The GOES satellite is an advanced, three-axis body-stabilized instrument that continually observes the Earth from space. It provides continuous monitoring of the Earth’s atmosphere and oceans, as well as central and southern North and South America. With the help of GOES, scientists can more effectively monitor the Earth’s temperature, detect clouds and sound for vertical thermal structures. This technology helps predict extreme weather events, such as tropical cyclones.
Infrared radiation is emitted from clouds and water vapor in the atmosphere. While some water vapor is extremely high in the atmosphere, most thermal infrared radiation can be detected by GOES satellites. Using GOES imagery is an effective way to monitor the weather and forecast severe weather events. However, GOES is not perfect. Its images are not always reliable, and sometimes it is not possible to determine a particular location because clouds are constantly moving.
GOES satellites have a regular schedule to monitor the Earth’s surface. Two GOES satellites, GOES East and GOES West, are fixed at specific points over the Earth’s surface. This gives a detailed view of the United States and adjoining oceans. GOES East monitors the eastern U.S., while GOES West monitors the western U.S., including Alaska. The images from these satellites are used to predict severe weather and predict floods.
The GOES satellites transmit data to the ground through the National Environmental Satellite and Information Service. Over twenty DCPs are distributed throughout the western hemisphere. Each DCP has a recorder, antenna and an array of environmental sensors. These instruments are programmed to collect data from GOES satellites and to transmit that data on a designated GOES channel. They are used by weather forecasters all over the world. So, GOES is essential to the monitoring and forecasting of weather events.
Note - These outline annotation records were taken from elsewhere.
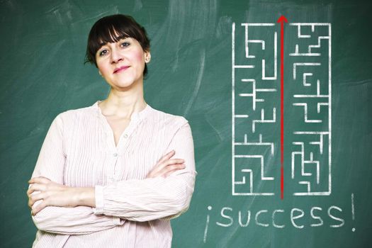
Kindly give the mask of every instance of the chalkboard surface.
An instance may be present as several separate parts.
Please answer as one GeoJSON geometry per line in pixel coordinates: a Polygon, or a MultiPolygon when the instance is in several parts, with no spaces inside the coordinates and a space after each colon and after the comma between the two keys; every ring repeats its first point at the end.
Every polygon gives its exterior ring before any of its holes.
{"type": "Polygon", "coordinates": [[[1,247],[35,239],[27,181],[53,118],[108,92],[84,52],[92,24],[117,13],[151,38],[147,102],[193,130],[198,174],[173,247],[370,247],[371,11],[369,1],[1,1],[1,247]]]}

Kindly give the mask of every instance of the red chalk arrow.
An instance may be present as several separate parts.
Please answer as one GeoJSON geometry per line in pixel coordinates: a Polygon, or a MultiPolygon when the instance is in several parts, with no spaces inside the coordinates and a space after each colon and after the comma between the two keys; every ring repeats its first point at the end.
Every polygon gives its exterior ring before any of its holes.
{"type": "Polygon", "coordinates": [[[278,19],[281,23],[281,198],[284,196],[284,22],[287,18],[281,16],[278,19]]]}

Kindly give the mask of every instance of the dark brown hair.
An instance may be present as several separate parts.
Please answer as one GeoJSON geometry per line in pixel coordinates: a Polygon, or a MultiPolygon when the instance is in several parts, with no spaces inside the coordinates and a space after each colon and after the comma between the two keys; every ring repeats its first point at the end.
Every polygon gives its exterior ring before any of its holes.
{"type": "MultiPolygon", "coordinates": [[[[132,16],[116,14],[101,18],[93,25],[89,32],[85,62],[94,64],[97,67],[97,51],[108,43],[116,43],[125,38],[136,39],[144,51],[150,51],[150,40],[146,30],[132,16]]],[[[143,76],[147,74],[147,65],[145,64],[143,76]]]]}

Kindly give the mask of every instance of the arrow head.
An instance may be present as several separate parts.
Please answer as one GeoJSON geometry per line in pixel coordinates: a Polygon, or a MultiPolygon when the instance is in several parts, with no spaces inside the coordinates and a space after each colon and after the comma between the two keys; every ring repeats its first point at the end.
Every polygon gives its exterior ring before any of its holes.
{"type": "Polygon", "coordinates": [[[279,17],[279,18],[277,21],[278,23],[281,23],[283,21],[285,21],[286,23],[288,22],[287,18],[284,16],[281,16],[281,17],[279,17]]]}

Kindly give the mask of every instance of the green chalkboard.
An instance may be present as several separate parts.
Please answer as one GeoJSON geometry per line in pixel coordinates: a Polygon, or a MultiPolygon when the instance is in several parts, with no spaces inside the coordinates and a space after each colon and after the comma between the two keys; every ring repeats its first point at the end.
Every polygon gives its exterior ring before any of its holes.
{"type": "Polygon", "coordinates": [[[369,247],[371,11],[369,1],[0,1],[1,247],[35,239],[27,181],[52,120],[108,93],[84,53],[93,23],[117,13],[151,39],[146,101],[193,130],[198,174],[173,247],[369,247]]]}

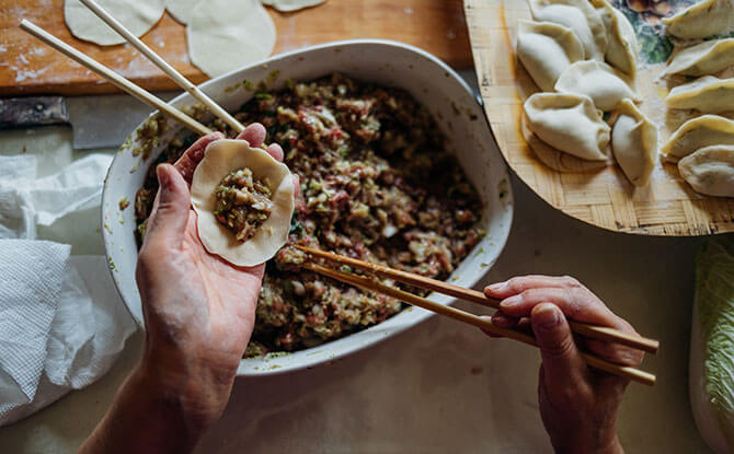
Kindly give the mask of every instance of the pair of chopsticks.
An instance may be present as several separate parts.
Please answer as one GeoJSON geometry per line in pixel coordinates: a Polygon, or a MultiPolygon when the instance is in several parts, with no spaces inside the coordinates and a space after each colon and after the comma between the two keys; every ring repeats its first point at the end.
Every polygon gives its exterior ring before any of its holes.
{"type": "MultiPolygon", "coordinates": [[[[188,92],[194,98],[199,101],[204,106],[206,106],[213,114],[219,117],[222,121],[229,125],[238,133],[242,132],[244,126],[232,117],[227,110],[225,110],[220,105],[214,102],[209,96],[207,96],[203,91],[200,91],[196,85],[191,83],[186,78],[176,71],[171,65],[165,62],[156,51],[148,47],[145,43],[138,39],[129,30],[127,30],[122,23],[119,23],[115,18],[113,18],[108,12],[106,12],[102,7],[100,7],[94,0],[81,0],[87,8],[89,8],[94,14],[102,19],[107,25],[121,34],[130,45],[138,49],[142,55],[145,55],[150,61],[153,62],[158,68],[160,68],[165,74],[168,74],[171,80],[173,80],[179,86],[188,92]]],[[[118,89],[129,93],[141,102],[150,105],[153,108],[158,108],[170,117],[181,121],[185,127],[198,135],[207,135],[213,132],[211,129],[202,125],[194,118],[179,110],[177,108],[171,106],[161,98],[152,95],[147,92],[139,85],[130,82],[124,77],[117,74],[115,71],[94,60],[93,58],[82,54],[81,51],[74,49],[68,44],[64,43],[56,36],[38,27],[34,23],[27,20],[22,20],[20,27],[35,36],[39,40],[49,45],[54,49],[60,51],[78,63],[87,67],[88,69],[94,71],[102,78],[106,79],[110,83],[117,86],[118,89]]]]}
{"type": "MultiPolygon", "coordinates": [[[[339,264],[339,265],[347,265],[349,267],[358,268],[365,271],[368,271],[372,275],[383,277],[383,278],[390,278],[395,281],[406,283],[413,287],[417,287],[421,289],[426,289],[426,290],[432,290],[438,293],[447,294],[449,296],[457,298],[459,300],[466,300],[470,301],[473,303],[481,304],[483,306],[489,306],[489,307],[494,307],[494,309],[500,309],[500,301],[498,300],[493,300],[490,298],[486,298],[482,292],[475,291],[475,290],[470,290],[470,289],[465,289],[462,287],[454,286],[448,282],[443,282],[439,280],[426,278],[424,276],[420,275],[414,275],[412,272],[406,272],[406,271],[401,271],[398,269],[392,269],[388,267],[383,267],[381,265],[376,265],[376,264],[370,264],[367,261],[358,260],[356,258],[351,258],[351,257],[344,257],[341,255],[336,255],[333,253],[328,253],[319,249],[313,249],[311,247],[305,247],[305,246],[298,246],[295,245],[297,249],[300,249],[312,257],[318,257],[318,258],[323,258],[325,260],[339,264]]],[[[483,328],[488,331],[497,334],[503,337],[507,337],[514,340],[518,340],[520,342],[537,347],[538,344],[536,342],[536,339],[532,335],[527,334],[525,331],[521,331],[519,329],[506,329],[506,328],[500,328],[496,327],[492,324],[490,319],[479,317],[474,314],[451,307],[451,306],[446,306],[439,303],[436,303],[434,301],[431,301],[428,299],[415,295],[410,292],[405,292],[403,290],[394,289],[392,287],[385,286],[380,282],[377,282],[375,279],[371,279],[366,276],[359,276],[351,272],[343,272],[336,269],[328,268],[322,265],[318,265],[312,261],[306,261],[301,265],[303,268],[309,269],[311,271],[318,272],[319,275],[323,275],[326,277],[330,277],[332,279],[359,287],[364,290],[368,291],[374,291],[378,293],[382,293],[388,296],[392,296],[397,300],[403,301],[405,303],[423,307],[427,311],[435,312],[437,314],[457,319],[459,322],[467,323],[469,325],[477,326],[479,328],[483,328]]],[[[574,322],[574,321],[569,321],[569,325],[571,329],[578,334],[583,335],[585,337],[592,338],[592,339],[597,339],[597,340],[603,340],[606,342],[617,342],[627,347],[631,347],[638,350],[646,351],[649,353],[655,353],[657,352],[657,349],[660,347],[660,342],[655,339],[650,339],[645,338],[642,336],[638,335],[631,335],[629,333],[623,333],[618,329],[605,327],[605,326],[597,326],[597,325],[590,325],[586,323],[581,323],[581,322],[574,322]]],[[[612,362],[606,361],[604,359],[600,359],[598,357],[595,357],[590,353],[582,353],[584,357],[584,360],[586,363],[595,369],[603,370],[605,372],[623,376],[629,380],[635,381],[643,383],[645,385],[654,385],[655,384],[655,375],[641,371],[639,369],[629,366],[629,365],[621,365],[621,364],[615,364],[612,362]]]]}

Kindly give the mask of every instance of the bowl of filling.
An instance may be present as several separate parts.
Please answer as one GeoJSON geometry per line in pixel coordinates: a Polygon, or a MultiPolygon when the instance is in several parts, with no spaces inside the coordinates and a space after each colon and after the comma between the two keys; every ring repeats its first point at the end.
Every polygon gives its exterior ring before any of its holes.
{"type": "MultiPolygon", "coordinates": [[[[202,90],[242,124],[263,124],[266,143],[283,147],[300,178],[288,244],[467,288],[500,256],[513,217],[507,167],[471,89],[436,57],[394,42],[336,42],[272,57],[202,90]]],[[[171,103],[236,136],[191,95],[171,103]]],[[[140,326],[135,267],[158,190],[154,168],[176,161],[196,138],[153,113],[105,179],[110,269],[140,326]]],[[[267,263],[240,375],[329,362],[432,315],[303,270],[303,259],[286,245],[267,263]]]]}

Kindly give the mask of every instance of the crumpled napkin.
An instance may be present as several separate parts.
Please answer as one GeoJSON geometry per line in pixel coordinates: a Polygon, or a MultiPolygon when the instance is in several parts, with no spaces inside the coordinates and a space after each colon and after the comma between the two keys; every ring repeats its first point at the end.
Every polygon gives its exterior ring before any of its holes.
{"type": "Polygon", "coordinates": [[[136,329],[103,256],[36,240],[36,225],[100,206],[111,159],[36,178],[34,155],[0,156],[0,426],[96,381],[136,329]]]}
GOES satellites are a major element of U.S. weather monitoring since 1974. The National Aeronautics and Space Administration (NASA) oversees the procurement, design, and manufacture of GOES satellites. The GOES satellites can be accessed through SPEDAS software and other specialized programs. These systems provide valuable data on the Earth’s climate and weather. You can find weather information about a particular region in real time using GOES satellite data.
The Geostationary Operational Environmental Satellite (GOES) satellite program is a joint effort of NASA and NOAA. The satellites are designed to continuously observe Earth’s atmosphere and weather conditions. They orbit high enough to provide a full-disc view of Earth’s surface. GOES satellites provide a constant vigil for atmospheric triggers that lead to severe weather. They monitor the development of storms, track their movement, and provide data about the Earth’s climate.
After the launch of the first GOES satellite, GOES-A, the third GOES satellite was launched from Cape Canaveral, FL. GOES-A was renamed GOES-I after reaching its orbit in 1976. The next two GOES satellites were launched in 1978 and 1979, respectively. The design of GOES-1 through GOES-3 satellites was nearly identical to the SMS satellites. They were spin stabilized and carried instruments including VISSR, SEM, and DCS.